Regenerating axons from a severed nerve forms a neuroma when it does not have the distal end to grow into. The proximal end forms a thickening that contains myofibroblasts, inflammatory cells, disorganized regenerating axons with a larger proportion of small diameter, unmyelinated fibers, and an unrestrained growth of perineural cells. Not all neuromas are painful, but a symptomatic neuroma can cause significant physical and psychological disability. Painful neuromas develop in 2% to 60% of patients with a nerve injury. Numerous pharmacologic, physical, psychological, and surgical interventions have been described; but there is no consensus on the optimal treatment. Meta-analyses on surgical treatment showed that surgical intervention significantly reduced pain in 70 to 77% of patients. There were no significant differences between excision only, excision and transposition, excision and cap, excision and repair, or neurolysis and coverage.

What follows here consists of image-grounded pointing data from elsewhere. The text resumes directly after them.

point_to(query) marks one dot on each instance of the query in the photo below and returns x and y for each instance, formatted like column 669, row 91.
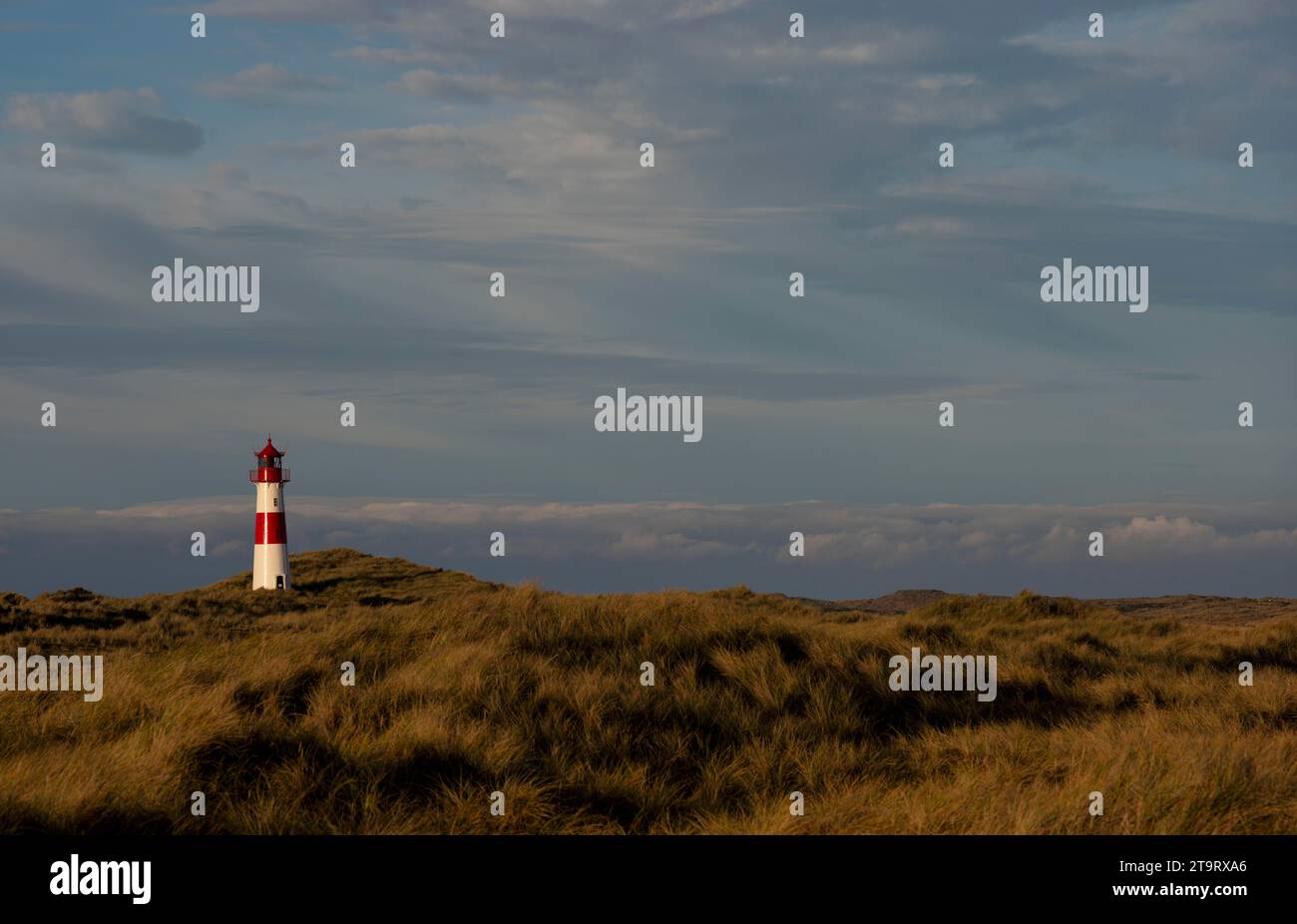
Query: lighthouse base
column 270, row 567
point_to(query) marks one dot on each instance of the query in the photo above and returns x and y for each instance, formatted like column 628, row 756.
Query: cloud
column 115, row 120
column 851, row 549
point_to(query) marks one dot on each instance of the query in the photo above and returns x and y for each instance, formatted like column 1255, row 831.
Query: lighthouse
column 270, row 553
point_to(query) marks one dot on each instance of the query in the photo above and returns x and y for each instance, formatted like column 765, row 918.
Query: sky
column 773, row 155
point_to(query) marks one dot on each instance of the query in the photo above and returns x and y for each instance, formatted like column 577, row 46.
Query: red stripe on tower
column 270, row 530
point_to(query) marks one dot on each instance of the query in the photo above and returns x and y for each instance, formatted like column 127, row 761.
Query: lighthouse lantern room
column 270, row 553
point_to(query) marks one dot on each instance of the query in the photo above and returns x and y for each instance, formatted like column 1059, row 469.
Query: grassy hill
column 463, row 688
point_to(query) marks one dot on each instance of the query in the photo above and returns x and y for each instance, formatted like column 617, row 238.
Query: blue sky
column 773, row 155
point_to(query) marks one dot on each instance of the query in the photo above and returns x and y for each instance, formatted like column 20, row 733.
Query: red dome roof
column 268, row 450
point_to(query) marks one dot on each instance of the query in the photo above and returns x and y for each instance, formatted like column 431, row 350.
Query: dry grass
column 466, row 687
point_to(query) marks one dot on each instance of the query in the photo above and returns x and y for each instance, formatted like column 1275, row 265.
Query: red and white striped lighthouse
column 270, row 553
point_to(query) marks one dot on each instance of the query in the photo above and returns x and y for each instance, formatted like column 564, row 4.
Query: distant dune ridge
column 465, row 688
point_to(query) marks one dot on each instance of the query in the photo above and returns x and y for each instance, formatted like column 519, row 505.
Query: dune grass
column 465, row 688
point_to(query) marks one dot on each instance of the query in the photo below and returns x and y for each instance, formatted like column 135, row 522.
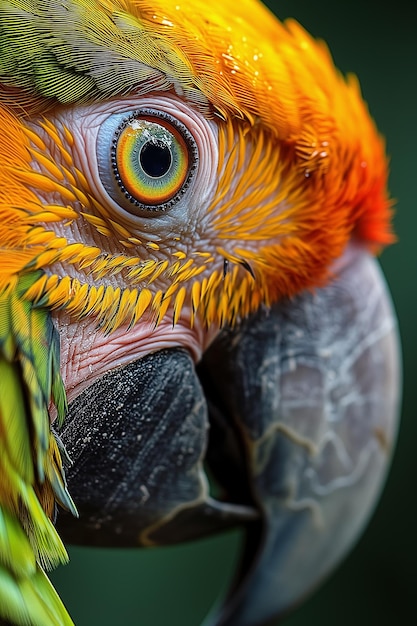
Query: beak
column 293, row 413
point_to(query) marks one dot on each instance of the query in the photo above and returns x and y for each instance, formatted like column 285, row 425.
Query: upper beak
column 294, row 412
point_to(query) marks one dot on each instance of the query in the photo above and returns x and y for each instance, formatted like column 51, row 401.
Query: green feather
column 29, row 460
column 80, row 50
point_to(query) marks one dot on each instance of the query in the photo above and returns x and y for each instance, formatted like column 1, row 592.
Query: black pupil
column 155, row 159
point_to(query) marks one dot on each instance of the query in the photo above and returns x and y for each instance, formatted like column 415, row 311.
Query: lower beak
column 294, row 415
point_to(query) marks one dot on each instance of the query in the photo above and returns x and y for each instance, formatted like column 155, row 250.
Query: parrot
column 195, row 334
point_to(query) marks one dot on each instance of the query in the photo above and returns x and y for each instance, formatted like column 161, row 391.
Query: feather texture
column 31, row 476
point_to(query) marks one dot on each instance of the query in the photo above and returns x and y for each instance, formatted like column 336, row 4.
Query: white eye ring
column 171, row 142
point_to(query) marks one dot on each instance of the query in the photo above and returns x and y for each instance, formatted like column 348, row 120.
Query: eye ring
column 153, row 158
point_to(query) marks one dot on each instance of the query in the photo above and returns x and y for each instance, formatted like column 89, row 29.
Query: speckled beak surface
column 294, row 412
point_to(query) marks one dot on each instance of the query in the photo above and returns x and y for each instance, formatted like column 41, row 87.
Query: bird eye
column 152, row 159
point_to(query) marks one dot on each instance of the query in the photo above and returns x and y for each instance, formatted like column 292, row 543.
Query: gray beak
column 293, row 412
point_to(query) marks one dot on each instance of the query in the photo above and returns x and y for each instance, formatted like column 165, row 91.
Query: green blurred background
column 377, row 584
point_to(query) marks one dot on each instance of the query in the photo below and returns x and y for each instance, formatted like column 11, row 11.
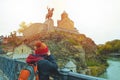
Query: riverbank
column 113, row 70
column 2, row 76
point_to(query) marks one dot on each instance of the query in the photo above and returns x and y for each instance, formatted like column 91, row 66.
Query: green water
column 113, row 71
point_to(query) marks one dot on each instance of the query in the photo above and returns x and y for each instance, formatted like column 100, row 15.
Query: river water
column 113, row 71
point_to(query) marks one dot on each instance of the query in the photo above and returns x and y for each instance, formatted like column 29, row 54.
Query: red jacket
column 32, row 58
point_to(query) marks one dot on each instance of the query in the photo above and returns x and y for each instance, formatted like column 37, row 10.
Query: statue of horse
column 50, row 13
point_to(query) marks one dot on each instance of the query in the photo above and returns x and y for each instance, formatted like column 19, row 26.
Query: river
column 113, row 71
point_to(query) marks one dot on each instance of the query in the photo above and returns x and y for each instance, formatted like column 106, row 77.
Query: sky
column 97, row 19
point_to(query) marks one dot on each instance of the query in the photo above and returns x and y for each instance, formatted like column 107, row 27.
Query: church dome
column 64, row 15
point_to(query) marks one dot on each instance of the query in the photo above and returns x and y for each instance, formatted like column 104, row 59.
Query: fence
column 12, row 67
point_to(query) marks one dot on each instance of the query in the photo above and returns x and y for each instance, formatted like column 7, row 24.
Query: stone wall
column 12, row 67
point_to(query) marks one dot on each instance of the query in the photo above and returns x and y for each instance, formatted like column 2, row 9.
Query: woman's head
column 41, row 48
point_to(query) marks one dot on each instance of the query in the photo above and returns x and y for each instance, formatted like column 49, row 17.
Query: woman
column 45, row 61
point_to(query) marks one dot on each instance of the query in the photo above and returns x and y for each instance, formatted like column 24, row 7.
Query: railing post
column 64, row 73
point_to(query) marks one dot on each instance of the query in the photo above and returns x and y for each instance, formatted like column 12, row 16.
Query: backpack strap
column 35, row 71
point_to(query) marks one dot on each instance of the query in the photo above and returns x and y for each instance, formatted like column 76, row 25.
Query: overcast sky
column 97, row 19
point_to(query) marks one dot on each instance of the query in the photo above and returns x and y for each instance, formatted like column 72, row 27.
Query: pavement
column 2, row 76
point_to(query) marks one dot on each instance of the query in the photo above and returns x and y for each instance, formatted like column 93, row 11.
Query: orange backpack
column 25, row 73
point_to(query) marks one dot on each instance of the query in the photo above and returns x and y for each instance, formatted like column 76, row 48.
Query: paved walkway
column 2, row 76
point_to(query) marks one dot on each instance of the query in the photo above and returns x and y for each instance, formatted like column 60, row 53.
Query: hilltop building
column 36, row 30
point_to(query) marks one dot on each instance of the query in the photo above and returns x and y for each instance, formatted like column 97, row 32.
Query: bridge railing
column 11, row 69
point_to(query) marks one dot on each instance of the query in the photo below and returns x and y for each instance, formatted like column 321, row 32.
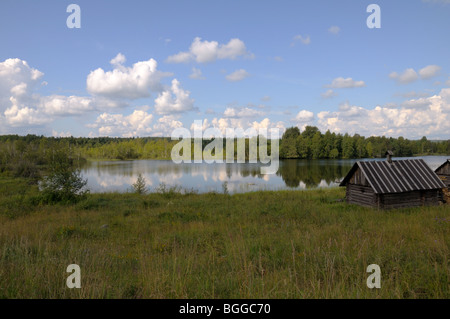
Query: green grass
column 284, row 244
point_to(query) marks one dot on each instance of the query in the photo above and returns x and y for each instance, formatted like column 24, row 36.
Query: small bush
column 140, row 185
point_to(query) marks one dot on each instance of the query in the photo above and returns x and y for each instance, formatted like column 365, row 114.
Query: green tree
column 64, row 182
column 140, row 185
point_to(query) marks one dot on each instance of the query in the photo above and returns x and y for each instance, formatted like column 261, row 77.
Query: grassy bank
column 286, row 244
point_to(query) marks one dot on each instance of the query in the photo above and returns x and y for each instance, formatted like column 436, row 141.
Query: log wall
column 361, row 195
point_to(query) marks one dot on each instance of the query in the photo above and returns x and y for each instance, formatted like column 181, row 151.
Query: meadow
column 283, row 244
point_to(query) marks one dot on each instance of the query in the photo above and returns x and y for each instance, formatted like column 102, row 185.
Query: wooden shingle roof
column 443, row 164
column 396, row 177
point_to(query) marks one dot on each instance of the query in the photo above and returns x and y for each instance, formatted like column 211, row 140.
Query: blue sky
column 260, row 64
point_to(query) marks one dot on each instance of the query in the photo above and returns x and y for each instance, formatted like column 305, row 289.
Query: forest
column 24, row 154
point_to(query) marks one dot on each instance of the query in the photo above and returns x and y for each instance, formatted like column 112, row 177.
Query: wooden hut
column 443, row 172
column 392, row 184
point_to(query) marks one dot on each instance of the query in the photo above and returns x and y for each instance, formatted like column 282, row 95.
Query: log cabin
column 443, row 172
column 391, row 184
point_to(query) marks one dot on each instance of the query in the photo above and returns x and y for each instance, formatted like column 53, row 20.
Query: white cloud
column 210, row 51
column 334, row 29
column 166, row 125
column 412, row 119
column 340, row 83
column 17, row 79
column 135, row 124
column 126, row 82
column 413, row 94
column 118, row 60
column 429, row 71
column 174, row 100
column 196, row 74
column 61, row 134
column 329, row 94
column 232, row 112
column 304, row 116
column 237, row 75
column 408, row 76
column 303, row 39
column 240, row 123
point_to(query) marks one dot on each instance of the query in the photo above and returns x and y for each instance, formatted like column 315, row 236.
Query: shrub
column 140, row 186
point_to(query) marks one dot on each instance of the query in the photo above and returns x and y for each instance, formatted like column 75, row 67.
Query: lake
column 118, row 176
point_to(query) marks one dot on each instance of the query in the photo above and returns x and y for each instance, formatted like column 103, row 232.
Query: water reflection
column 118, row 176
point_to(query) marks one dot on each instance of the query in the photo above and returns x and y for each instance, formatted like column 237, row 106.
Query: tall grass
column 284, row 244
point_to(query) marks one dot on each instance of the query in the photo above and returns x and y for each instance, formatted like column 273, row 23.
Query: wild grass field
column 284, row 244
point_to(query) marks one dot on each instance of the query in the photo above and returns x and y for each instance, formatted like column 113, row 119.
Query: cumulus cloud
column 196, row 74
column 329, row 94
column 237, row 75
column 21, row 106
column 407, row 76
column 413, row 119
column 340, row 83
column 303, row 39
column 166, row 125
column 410, row 75
column 174, row 100
column 233, row 112
column 132, row 82
column 135, row 124
column 304, row 116
column 334, row 29
column 203, row 51
column 241, row 123
column 429, row 71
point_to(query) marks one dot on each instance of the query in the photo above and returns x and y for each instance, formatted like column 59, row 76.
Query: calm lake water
column 118, row 176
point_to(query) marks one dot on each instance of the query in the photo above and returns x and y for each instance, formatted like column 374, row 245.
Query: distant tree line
column 312, row 144
column 26, row 155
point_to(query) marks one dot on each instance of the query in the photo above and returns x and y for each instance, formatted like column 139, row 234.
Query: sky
column 145, row 68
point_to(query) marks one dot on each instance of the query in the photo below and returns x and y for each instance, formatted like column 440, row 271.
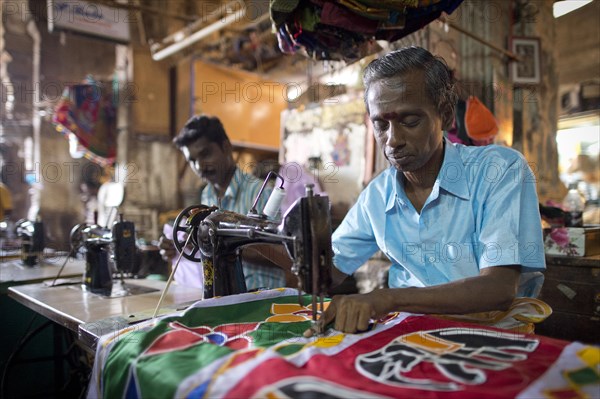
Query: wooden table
column 572, row 289
column 92, row 315
column 14, row 272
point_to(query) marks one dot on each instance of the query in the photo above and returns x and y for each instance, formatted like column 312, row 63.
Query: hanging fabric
column 348, row 30
column 87, row 112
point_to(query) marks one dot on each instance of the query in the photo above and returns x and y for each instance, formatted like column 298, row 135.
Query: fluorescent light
column 563, row 7
column 199, row 35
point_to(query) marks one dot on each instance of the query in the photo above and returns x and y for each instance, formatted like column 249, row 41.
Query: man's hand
column 167, row 248
column 352, row 313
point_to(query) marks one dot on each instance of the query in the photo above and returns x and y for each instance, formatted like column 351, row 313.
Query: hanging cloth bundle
column 348, row 30
column 87, row 112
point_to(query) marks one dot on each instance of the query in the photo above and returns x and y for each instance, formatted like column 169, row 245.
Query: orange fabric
column 480, row 123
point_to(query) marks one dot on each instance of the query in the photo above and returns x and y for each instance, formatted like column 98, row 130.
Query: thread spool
column 274, row 202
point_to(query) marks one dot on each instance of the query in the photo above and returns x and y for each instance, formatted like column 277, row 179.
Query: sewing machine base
column 118, row 290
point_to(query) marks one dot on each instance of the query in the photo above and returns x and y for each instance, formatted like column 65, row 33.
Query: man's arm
column 494, row 289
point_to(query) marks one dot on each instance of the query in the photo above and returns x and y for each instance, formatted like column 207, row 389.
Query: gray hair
column 439, row 79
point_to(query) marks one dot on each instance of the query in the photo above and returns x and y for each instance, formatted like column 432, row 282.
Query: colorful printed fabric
column 87, row 111
column 251, row 345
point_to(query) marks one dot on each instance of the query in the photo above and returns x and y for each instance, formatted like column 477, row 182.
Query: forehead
column 405, row 91
column 199, row 146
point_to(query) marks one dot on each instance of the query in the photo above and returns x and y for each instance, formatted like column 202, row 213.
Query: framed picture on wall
column 527, row 70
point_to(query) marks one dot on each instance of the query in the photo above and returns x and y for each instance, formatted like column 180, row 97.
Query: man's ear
column 227, row 147
column 447, row 117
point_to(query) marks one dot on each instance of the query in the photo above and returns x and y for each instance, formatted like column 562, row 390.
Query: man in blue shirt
column 209, row 153
column 460, row 224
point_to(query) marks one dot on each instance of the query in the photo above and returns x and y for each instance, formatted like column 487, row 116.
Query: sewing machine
column 106, row 251
column 215, row 236
column 31, row 234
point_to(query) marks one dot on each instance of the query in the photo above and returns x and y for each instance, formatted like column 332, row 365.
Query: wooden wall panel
column 149, row 94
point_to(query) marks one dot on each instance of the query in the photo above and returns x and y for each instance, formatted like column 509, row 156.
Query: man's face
column 209, row 160
column 407, row 125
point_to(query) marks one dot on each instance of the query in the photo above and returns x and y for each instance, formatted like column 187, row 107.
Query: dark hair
column 439, row 79
column 200, row 126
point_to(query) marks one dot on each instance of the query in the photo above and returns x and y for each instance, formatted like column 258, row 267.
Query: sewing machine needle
column 162, row 296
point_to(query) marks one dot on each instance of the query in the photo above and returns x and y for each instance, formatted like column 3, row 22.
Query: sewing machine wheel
column 76, row 236
column 187, row 222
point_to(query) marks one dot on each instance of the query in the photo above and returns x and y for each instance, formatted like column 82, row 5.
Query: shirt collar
column 453, row 175
column 452, row 178
column 234, row 184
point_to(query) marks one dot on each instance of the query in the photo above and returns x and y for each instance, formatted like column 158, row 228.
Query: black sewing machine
column 106, row 251
column 215, row 237
column 31, row 234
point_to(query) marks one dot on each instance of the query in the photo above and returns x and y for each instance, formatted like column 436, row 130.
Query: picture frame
column 528, row 69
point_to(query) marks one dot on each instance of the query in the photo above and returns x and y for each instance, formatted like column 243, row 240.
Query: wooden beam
column 146, row 9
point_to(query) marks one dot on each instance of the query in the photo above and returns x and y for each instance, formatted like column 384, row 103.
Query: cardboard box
column 572, row 241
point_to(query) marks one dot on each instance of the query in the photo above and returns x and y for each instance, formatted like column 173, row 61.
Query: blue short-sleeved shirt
column 239, row 196
column 482, row 212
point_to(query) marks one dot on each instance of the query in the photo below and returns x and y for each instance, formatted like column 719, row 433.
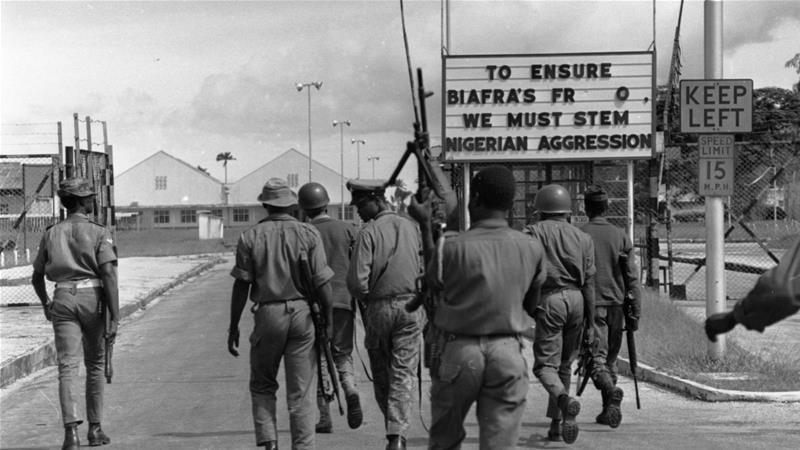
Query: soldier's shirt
column 775, row 296
column 338, row 238
column 570, row 254
column 74, row 249
column 386, row 259
column 268, row 255
column 486, row 275
column 610, row 242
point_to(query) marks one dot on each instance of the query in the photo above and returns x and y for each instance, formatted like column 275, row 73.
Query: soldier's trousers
column 609, row 327
column 489, row 370
column 77, row 324
column 559, row 327
column 393, row 339
column 284, row 330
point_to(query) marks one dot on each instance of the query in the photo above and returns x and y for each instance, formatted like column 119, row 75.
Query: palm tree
column 225, row 157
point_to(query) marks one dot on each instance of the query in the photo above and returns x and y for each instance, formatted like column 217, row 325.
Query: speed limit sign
column 716, row 165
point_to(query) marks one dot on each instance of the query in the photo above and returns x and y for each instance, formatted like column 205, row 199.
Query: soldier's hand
column 233, row 341
column 111, row 334
column 718, row 324
column 421, row 212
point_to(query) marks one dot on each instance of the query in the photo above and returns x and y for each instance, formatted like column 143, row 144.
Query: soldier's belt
column 80, row 284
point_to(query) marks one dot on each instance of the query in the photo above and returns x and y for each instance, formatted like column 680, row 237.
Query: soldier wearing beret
column 267, row 270
column 383, row 274
column 79, row 256
column 567, row 307
column 490, row 278
column 615, row 284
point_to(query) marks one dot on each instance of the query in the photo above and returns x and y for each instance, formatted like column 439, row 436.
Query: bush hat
column 365, row 188
column 75, row 187
column 276, row 192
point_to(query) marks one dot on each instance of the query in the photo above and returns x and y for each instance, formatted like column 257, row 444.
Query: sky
column 195, row 79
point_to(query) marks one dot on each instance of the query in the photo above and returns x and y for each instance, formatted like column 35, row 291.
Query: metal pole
column 715, row 248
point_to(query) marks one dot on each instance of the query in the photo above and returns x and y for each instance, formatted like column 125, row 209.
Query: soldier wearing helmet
column 567, row 303
column 337, row 238
column 615, row 281
column 79, row 256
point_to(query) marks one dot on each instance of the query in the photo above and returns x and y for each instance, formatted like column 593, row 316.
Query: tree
column 795, row 62
column 225, row 157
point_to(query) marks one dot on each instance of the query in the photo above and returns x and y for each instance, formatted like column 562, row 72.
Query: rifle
column 430, row 177
column 323, row 341
column 628, row 306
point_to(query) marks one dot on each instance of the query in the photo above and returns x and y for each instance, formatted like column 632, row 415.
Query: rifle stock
column 323, row 341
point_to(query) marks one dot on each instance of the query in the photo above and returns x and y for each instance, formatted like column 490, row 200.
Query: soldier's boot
column 570, row 408
column 554, row 433
column 354, row 414
column 96, row 435
column 614, row 410
column 324, row 425
column 71, row 440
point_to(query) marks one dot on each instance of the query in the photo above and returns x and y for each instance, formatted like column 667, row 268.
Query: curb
column 45, row 354
column 700, row 391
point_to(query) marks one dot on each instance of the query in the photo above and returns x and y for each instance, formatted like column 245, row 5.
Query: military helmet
column 312, row 196
column 553, row 199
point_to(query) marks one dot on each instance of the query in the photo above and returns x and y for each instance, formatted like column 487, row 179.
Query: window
column 241, row 215
column 188, row 216
column 161, row 183
column 161, row 216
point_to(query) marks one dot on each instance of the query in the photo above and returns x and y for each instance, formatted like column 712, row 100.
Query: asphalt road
column 176, row 387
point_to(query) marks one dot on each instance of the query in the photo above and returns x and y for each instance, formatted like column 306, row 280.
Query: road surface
column 176, row 387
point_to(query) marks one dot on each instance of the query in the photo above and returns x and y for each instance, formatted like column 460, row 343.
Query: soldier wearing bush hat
column 615, row 283
column 567, row 304
column 79, row 256
column 383, row 275
column 267, row 260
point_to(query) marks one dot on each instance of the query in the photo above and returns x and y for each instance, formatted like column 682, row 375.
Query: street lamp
column 358, row 154
column 373, row 159
column 300, row 86
column 341, row 124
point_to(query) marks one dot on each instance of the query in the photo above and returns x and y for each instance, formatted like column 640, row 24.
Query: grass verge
column 673, row 342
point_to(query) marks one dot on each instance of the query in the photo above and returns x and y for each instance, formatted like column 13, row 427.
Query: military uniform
column 488, row 275
column 267, row 259
column 383, row 275
column 338, row 238
column 560, row 314
column 71, row 254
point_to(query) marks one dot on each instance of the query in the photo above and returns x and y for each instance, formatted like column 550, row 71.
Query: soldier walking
column 616, row 288
column 383, row 275
column 337, row 238
column 490, row 279
column 567, row 306
column 79, row 256
column 268, row 270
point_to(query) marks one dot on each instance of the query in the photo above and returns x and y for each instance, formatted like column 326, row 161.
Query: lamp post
column 300, row 86
column 373, row 159
column 358, row 143
column 341, row 124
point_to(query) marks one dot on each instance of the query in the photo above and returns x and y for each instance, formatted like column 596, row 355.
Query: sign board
column 716, row 164
column 583, row 106
column 716, row 106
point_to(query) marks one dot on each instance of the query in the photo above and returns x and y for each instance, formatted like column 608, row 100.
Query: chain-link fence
column 761, row 217
column 28, row 206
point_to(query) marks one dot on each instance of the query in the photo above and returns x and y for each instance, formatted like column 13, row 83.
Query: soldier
column 616, row 286
column 383, row 275
column 337, row 238
column 79, row 256
column 775, row 296
column 268, row 269
column 567, row 306
column 490, row 279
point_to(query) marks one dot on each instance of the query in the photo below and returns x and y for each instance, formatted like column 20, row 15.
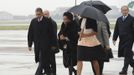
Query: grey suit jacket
column 102, row 34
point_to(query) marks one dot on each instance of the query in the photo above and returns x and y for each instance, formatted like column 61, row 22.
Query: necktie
column 124, row 17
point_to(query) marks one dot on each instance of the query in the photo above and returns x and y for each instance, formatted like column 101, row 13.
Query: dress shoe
column 123, row 73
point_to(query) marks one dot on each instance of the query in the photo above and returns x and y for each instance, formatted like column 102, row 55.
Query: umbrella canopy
column 89, row 12
column 97, row 4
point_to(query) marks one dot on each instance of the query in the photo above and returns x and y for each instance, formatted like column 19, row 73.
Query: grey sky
column 26, row 7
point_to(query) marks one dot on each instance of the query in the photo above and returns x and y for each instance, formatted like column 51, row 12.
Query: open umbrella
column 97, row 4
column 89, row 12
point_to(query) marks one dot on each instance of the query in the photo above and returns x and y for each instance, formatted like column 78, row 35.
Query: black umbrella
column 89, row 12
column 97, row 4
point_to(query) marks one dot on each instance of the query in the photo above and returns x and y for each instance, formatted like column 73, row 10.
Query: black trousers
column 128, row 61
column 53, row 63
column 101, row 65
column 43, row 68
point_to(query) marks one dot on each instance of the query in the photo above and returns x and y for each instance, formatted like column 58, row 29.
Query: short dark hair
column 69, row 15
column 38, row 10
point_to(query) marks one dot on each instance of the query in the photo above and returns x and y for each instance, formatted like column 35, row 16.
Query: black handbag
column 108, row 55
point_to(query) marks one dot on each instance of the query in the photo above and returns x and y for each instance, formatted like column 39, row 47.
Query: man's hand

Relocation nerve grafting is one technique of excision and transposition wherein the axons regenerating after excision of the neuroma are given a runway to a less stimulating destination. This runway is provided by a nerve allograft microsurgically repaired to the proximal end of the cut nerve and its free terminal end is directed away from the painful area. A nerve allograft aids in translocating neuromas growing near branch points where there is no more proximal length of nerve to redirect. It also decreases the amount of nerve dissection necessary for translocation, decreasing the risk of injuring other cutaneous nerve branches and forming new neuromas. The terminal end of the allograft was shown in rats to have reduced axon numbers compared to an untreated injured nerve end.6 Relocation nerve grafting to interossei after excision of digital nerve neuromas in an amputated index finger resulted in complete pain resolution in one case report.
The purpose of this study is to review the long-term results of relocation nerve grafting for management of painful neuromas.